Under the fourth element of the prima facie case, Ms. Veverka must demonstrate that her termination occurred under circumstances that raise an inference of discriminatory action. Human Services Center argues that Ms. Veverka pleads no facts sufficient to show direct evidence of disparate treatment and provides no appropriate comparators. (ECF No. 10, at 1516). Ms. Veverka argues in response that Human Services Center's male CEO was treated more favorably for engaging in comparable activities. (ECF No. 8, at 16-17).
“While ‘similarly situated' does not mean identically situated, the plaintiff must nevertheless be similar in all relevant respects.” Opsatnik v. Norfolk Southern Corp., 335 Fed. App'x 220, 223 (3d Cir. 2009) (citation and internal quotations omitted). With regard to workplace discipline, the relevant factors to consider in determining whether individuals are “similarly situated” may include a “showing that the two employees dealt with the same supervisor, were subject to the same standards, and had engaged in similar conduct without such differentiating or mitigating circumstances as would distinguish the conduct or their employer's treatment of them.” McCullers v. Napolitano, 427 Fed. App'x 190, 195 (3d Cir. 2011).
Ms. Veverka alleges that the Human Services Center CEO, was merely scolded for his actions rather than fired in response to his attempts to hide “relevant, material financial information involving litigation from the Board.” (ECF No. 4, at ¶ 77). Ms. Veverka's Amended Complaint provides no further information for how she was treated differently than a similarly situated male employee. Ms. Veverka's Amended Complaint does not explain why the Court should consider the male CEO to be a similarly situated employee to Ms. Veverka. In addition, Ms. Veverka's Amended Complaint does not contain any allegations about how her actions and the male CEO's actions are appropriate comparator actions within a similarly situated analysis for her Gender Discrimination claim.
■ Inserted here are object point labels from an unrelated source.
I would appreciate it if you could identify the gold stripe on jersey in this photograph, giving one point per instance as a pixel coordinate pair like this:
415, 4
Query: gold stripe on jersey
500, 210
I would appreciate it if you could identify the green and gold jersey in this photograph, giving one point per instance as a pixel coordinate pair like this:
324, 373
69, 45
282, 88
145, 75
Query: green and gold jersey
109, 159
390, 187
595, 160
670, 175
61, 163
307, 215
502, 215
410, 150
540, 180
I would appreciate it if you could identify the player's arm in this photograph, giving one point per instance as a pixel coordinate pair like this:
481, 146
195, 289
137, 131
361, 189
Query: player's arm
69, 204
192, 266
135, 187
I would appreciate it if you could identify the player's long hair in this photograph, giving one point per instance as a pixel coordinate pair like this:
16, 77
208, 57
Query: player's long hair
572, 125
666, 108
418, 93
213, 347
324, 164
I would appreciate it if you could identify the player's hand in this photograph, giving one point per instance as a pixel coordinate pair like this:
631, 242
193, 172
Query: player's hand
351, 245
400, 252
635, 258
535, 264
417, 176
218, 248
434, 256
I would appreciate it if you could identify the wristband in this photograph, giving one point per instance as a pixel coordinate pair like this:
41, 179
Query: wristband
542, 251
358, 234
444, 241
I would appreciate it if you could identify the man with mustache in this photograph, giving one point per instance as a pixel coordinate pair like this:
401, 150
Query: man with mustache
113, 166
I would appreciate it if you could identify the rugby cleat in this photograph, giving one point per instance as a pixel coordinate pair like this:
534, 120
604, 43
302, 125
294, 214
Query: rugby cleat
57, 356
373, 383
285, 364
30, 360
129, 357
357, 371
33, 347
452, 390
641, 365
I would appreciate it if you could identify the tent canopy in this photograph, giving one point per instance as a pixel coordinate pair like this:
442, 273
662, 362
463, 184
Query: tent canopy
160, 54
As such, Human Services Center's Motion to Dismiss Ms. Veverka's Title VII Gender Discrimination will be granted. As the Court cannot say that amended would be inequitable or futile, Ms. Veverka will be granted leave to amend her Count V, Title VII Gender Discrimination claim.
IV. Conclusion
For the reasons stated above, Human Services Center's Motion to Dismiss will be granted in part and denied in part. Human Services Center's Motion to Dismiss will be granted, with leave to amend, as to Ms. Veverka's Count I, ADA Failure to Accommodate claim, Count II, ADA Disability Discrimination claim, and Count V, Title VII Gender Discrimination claim. Human Services Center's Motion to Dismiss will be denied as to Ms. Veverka's Count III, ADA Retaliation claim, and Count IV, § 1983 Discrimination claims.
Ms. Veverka may file a Second Amended Complaint with regard to her Count I, ADA Failure to Accommodate claim, Count II, ADA Disability Discrimination claim, and Count V, Title VII Gender Discrimination claim by March 28, 2023. If Ms. Veverka files a Second Amended Complaint, Human Services Center shall file its responsive pleading within 14 days of Ms. Veverka's filing of a Second Amended Complaint. If no Second Amended Complaint is filed, Human Services Center shall file its Answer by April 11, 2023. An appropriate Order will be entered.